Probably about 20 years ago the notion that we ought to insist that students scan after a string of fire really took hold. It was easy to teach, cost no money, everyone could do it, it took no time, was something macho-mean-tacticool that even the least competent instructor could demonstrate and teach, and just generally added to the idea that you were learning useful stuff on the range.
It was a good idea.
It was implemented very badly.
(Full disclosure: I was as bad as any other presenter in doing a perfunctory scan after drills on video, though in my defense, I did feel silly, and I didn’t insist on them when teaching in person.)
A lot has been written on this subject — much, but not all, that I agree with. Let’s see if we can bottom line it.
After you shoot, and before you holster (and call 911) or exit the area (and call 911), you should look to see what’s around you. Other BGs, BGs’ friends, witnesses, escape avenues, safe places, loved ones, friends, injuries (other than the guy you shot), other armed people, evidence, unsafe objects or places or situations. All these and more are not just useful, but critical things to observe, register, and act on. Seeing them is rightfully part of the aftermath that you need to manage. And like any part of the aftermath, if you don’t train it, you’ll screw it up. Doubledamnguaranteed.

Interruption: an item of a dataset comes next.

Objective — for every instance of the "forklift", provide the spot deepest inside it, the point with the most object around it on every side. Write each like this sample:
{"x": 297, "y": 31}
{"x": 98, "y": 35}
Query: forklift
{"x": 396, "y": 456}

But a quick scan left and right ain’t gonna do it. You need, and instructors need to teach, that you look for something…something that’s variable. It it the instructor’s responsibility to often create something that needs to be noticed after strings, like a “bad guy”, a “bomb”, an an injured loved one”,etc., and in a more realistic exercise, then acted on. All of these things can be represented by props, and even reasonably realistic ones are cheap to make or acquire. That doesn’t get you all the way to a fully functional and realistically useful scan, and certainly not to an appropriate set of actions based on what you see, but it does teach students to look for something that might really be there, not just quickly and perfunctorily wiggle their heads around.
For the umteenth time: there’s more to shooting than shooting.